時代の変化に合わせて教育の変化も求められる

鉛筆とノート、国語・算数・理科・社会。これまで当たり前だった子供の教育に関する内容や手段に変化が訪れている。大きなトピックのひとつに、2020年度より順次施行される “新学習指導要領の変更” が待ち構えている。そう、小学校~高等学校の各学校で「プログラミング教育」が必修化されるのだ。

また、2024年度以降の「大学入学希望者学力評価テスト(仮称)」では、CBT方式(Computer Based Testing)という、パソコンで試験を受ける方式の導入も検討されている。
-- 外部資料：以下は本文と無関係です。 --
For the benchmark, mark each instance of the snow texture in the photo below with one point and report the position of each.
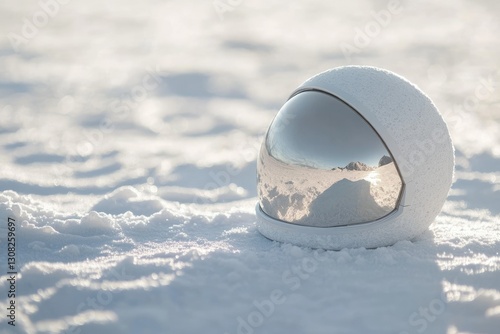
(418, 139)
(129, 133)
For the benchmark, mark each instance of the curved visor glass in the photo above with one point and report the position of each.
(323, 165)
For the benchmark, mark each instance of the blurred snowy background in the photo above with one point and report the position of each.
(128, 138)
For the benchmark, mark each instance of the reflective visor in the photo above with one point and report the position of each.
(323, 165)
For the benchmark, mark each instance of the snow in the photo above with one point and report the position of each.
(129, 133)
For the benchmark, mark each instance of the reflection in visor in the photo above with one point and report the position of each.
(323, 165)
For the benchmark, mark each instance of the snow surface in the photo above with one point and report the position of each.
(136, 215)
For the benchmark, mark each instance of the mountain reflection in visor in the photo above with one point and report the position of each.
(323, 165)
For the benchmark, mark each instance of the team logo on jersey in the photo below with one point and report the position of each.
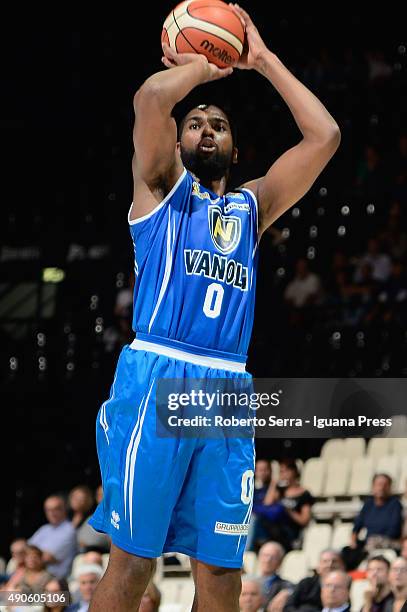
(225, 230)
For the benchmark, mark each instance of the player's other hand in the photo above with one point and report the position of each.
(254, 47)
(171, 58)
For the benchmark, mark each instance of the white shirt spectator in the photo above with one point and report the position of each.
(60, 541)
(299, 290)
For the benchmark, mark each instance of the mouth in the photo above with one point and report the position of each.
(207, 146)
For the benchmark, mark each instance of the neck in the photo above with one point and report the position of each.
(218, 186)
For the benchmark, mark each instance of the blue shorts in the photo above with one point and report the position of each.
(192, 496)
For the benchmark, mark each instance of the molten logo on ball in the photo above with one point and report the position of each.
(220, 54)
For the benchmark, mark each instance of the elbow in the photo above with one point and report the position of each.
(333, 136)
(149, 91)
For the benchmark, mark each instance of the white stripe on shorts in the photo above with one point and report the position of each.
(204, 360)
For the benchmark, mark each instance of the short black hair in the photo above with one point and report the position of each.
(204, 106)
(380, 558)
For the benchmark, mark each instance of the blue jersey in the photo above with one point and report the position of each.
(195, 265)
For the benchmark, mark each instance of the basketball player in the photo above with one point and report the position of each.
(196, 251)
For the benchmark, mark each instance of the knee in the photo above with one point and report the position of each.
(130, 568)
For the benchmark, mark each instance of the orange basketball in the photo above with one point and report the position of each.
(210, 27)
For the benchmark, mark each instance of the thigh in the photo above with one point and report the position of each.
(211, 519)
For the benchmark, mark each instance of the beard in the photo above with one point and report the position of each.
(206, 167)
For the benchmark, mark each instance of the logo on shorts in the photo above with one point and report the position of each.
(225, 230)
(231, 528)
(115, 520)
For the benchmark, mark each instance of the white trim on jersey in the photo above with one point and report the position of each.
(203, 360)
(167, 271)
(160, 205)
(257, 214)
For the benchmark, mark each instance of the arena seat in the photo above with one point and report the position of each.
(354, 447)
(401, 485)
(337, 477)
(250, 562)
(313, 475)
(357, 590)
(317, 537)
(389, 464)
(177, 591)
(398, 446)
(294, 566)
(332, 449)
(341, 534)
(361, 476)
(377, 447)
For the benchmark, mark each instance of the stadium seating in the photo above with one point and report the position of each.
(313, 475)
(294, 566)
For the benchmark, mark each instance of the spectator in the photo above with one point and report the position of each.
(81, 503)
(380, 262)
(15, 566)
(296, 500)
(305, 288)
(335, 588)
(398, 584)
(34, 577)
(251, 598)
(88, 576)
(306, 596)
(57, 539)
(55, 587)
(151, 599)
(381, 516)
(378, 594)
(403, 550)
(264, 520)
(271, 555)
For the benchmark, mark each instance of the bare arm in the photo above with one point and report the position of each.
(156, 163)
(294, 172)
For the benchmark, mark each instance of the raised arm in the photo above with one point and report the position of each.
(292, 174)
(156, 162)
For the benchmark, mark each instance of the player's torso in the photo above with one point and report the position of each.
(195, 262)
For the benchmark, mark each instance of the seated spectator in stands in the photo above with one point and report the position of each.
(381, 517)
(359, 297)
(306, 596)
(403, 550)
(15, 565)
(34, 577)
(392, 298)
(81, 503)
(296, 500)
(335, 592)
(251, 598)
(151, 599)
(93, 557)
(263, 523)
(90, 539)
(305, 288)
(270, 557)
(57, 539)
(378, 594)
(88, 576)
(394, 239)
(380, 262)
(398, 584)
(54, 587)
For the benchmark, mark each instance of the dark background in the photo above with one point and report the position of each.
(66, 134)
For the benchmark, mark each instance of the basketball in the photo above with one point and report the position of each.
(209, 27)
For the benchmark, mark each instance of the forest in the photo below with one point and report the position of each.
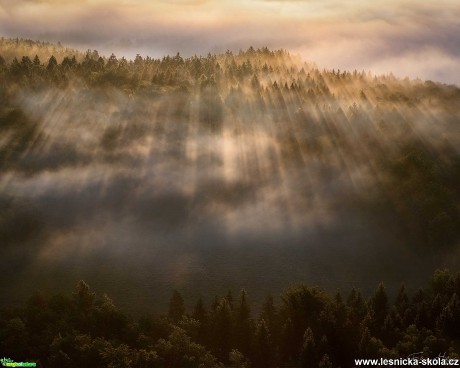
(308, 327)
(252, 170)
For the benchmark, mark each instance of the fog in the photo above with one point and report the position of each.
(408, 38)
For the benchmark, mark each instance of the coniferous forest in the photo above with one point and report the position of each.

つまり、鉛筆と紙ではなくパソコンに慣れておくことも受験を勝ち抜くために必要な要素となるのだ。

テクノロジーを活用したサービスやモノが日常に溢れるようになった現代、テクノロジー化がさらに加速する未来を考えると、教育内容に変化が訪れるのも当然だ。これから必要とされる力はどんなものなのか、そして未来を担う子供たちにその力をどう授けていくべきか。教育は変化のときを迎えている。

ベストセラーマンガ『ドラゴン桜』『ドラゴン桜2』の主人公であり、ITを駆使した最新の勉強法を提案する弁護士・桜木建二に、“テクノロジー時代に求められる教育” について話を伺った。

<桜木建二>
ベストセラーマンガ『ドラゴン桜』『ドラゴン桜2』(三田紀房)の主人公。弁護士として落ちこぼれ高校・私立龍山高等学校の運営改革を請け負い、東大合格者を多数輩出。それから10年、『ドラゴン桜2』では再び学力が低下した同校に戻り、教え子・水野直美と改革を断行。2020年の教育改革を前に、ITを駆使した最新の勉強法を提案する。

テクノロジーが溢れる時代に必要なのは、それを操る力

桜木「現代を生き抜くためには、今がどんな時代かを考えるべきだ。アメリカでは、プログラミング能力を持った人材は収入額が3~5倍に増加すると言われている。ITスキルのあるFacebookやGoogleの新卒社員の年収は、実に2000万円超になることも。それほどITスキルが評価されるテクノロジー時代に突入しているんだ」

これまで、多くの人は運転免許や簿記検定の資格など、従来と変わらない一般的なスキル取得に奔走している。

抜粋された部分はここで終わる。